En conséquence, Z Ingenierie n’établissant ni les fautes ni l’insuffisance professionnelle d’G X visées dans la lettre de licenciement, la cour confirmera le jugement déféré en ce qu’il a dit le licenciement de monsieur G X sans cause réelle et sérieuse.
G X est donc en droit de prétendre à des dommages-intérêts pour licenciement sans cause réelle et sérieuse
L’article 14 de la convention collective applicable prévoyant qu’en cas d’engagements successifs, l’indemnité de licenciement est fixée par référence à la durée totale de la relation contractuelle l’ancienneté dont il peut se prévaloir est de 3,25 années, peu important les mentions figurant sur le bulletin de salaire non créatrice de droits alors qu’aucun accord n’est justifié relativement à la prise en compte des contrats de chantiers précédents.
M. X peut donc prétendre en application de l’article L 1235-3 du code du travail à une indemnité pour licenciement sans cause réelle et sérieuse qui ne peut être inférieure au montant des salaires bruts perçus pendant les 6 mois précédant son licenciement hors frais professionnels, soit en l’espèce 15.000€ qui ne sauraient comprendre des heures supplémentaires, l’intéressé lui même n’en ayant allégué que pour la période d’avril à septembre 2012.
Il ne justifie pas, en sollicitant une somme supérieure, de sa situation postérieurement à son licenciement et s’il fait valoir qu’il n’a pu faire valider ses heures de navigation auprès des affaires maritimes et n’a pu faire renouveler son diplôme de skipper il n’en justifie aucunement.

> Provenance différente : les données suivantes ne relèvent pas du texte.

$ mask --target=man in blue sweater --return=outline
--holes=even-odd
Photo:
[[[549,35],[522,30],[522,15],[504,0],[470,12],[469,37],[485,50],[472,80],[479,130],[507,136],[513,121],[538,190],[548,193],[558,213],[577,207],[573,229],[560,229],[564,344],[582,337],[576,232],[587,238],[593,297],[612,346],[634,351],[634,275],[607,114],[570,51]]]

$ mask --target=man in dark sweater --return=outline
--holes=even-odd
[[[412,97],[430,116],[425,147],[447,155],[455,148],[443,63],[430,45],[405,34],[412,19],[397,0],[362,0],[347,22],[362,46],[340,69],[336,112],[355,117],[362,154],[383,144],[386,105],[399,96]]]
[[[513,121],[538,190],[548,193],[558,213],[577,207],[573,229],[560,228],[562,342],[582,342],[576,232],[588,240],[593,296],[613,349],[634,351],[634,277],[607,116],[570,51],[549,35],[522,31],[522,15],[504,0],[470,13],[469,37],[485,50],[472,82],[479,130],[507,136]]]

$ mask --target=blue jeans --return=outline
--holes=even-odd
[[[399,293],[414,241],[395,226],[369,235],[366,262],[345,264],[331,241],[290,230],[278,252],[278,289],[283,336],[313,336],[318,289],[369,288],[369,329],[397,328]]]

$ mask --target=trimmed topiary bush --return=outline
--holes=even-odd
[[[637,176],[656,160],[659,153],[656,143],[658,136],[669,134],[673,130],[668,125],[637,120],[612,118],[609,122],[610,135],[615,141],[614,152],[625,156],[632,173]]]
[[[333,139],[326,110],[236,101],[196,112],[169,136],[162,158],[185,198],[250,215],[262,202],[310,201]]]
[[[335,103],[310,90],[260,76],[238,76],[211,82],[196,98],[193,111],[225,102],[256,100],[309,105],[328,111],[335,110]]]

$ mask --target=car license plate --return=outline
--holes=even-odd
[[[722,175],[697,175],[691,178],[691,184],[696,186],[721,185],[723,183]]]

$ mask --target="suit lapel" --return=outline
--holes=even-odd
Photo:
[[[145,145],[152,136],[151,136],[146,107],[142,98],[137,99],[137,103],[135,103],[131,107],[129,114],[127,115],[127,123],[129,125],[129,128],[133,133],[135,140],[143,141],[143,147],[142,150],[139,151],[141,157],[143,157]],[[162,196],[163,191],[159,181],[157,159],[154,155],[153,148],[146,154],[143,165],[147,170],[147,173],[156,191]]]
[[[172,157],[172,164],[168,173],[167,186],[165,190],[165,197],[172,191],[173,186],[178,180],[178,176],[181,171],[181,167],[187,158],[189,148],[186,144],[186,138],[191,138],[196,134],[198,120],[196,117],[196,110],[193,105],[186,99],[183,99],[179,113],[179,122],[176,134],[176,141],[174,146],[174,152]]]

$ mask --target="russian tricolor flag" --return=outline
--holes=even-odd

Il ne justifie pas d’avantage d’un préjudice moral, alors que l’exigence de compte-rendu d’activité et les visites de contrôle régulière qui auraient été effectuées, après semble-t-il que le caractère amical des relations ait disparu sans que ne soient fournies des explications à cet égard, constitue l’exercice du pouvoir de direction de l’employeur de monsieur G X qui ne fait état d’aucun élément particulier sur les circonstances de la notification du licenciement lui même.
PAR CES MOTIFS
LA COUR,
Confirme le jugement du conseil de prud’hommes de Nantes en date du 26 mars 2015
— en ses dispositions relatives aux heures supplémentaires ,et dommages-intérêts pour non respect des durées maximales de travail, du repos hebdomadaire et des repos compensateurs non pris
— en ses dispositions relatives au licenciement de monsieur X sauf à réduire les dommages-intérêts pour licenciement sans cause réelle et sérieuse à la somme de 15.000 € , le rappel de l’indemnité de licenciement à la somme de 1652,09 euros et à le débouter de sa demande relative à un préjudice moral,
— en ses dispositions relatives aux CDIC sauf à condamner la société Z Ingenierie à un rappel de salaire de 467 euros outre les congés payés afférents, s’agissant du CDIC du 24 juillet 2009 ainsi qu’à la somme de 2.000 euros au titre de la rupture abusive de la période d’essai du CDIC du 1er juin 2011,
- en ses dispositions fondées sur l’article 700 du Code de procédure civile.
Le Réforme sur le montant de l’indemnité de travail dissimulé et statuant à nouveau condamne la société Z Ingenierie à verser à M. H X à ce titre la somme de 13.938€.
Condamne en outre la société Z Ingenierie à verser à monsieur H X une somme de 1.000 euros sur le fondement de l’article 700 du code de procédure civile.
Dit que la société Z Ingenierie supportera les entiers dépens des deux instances.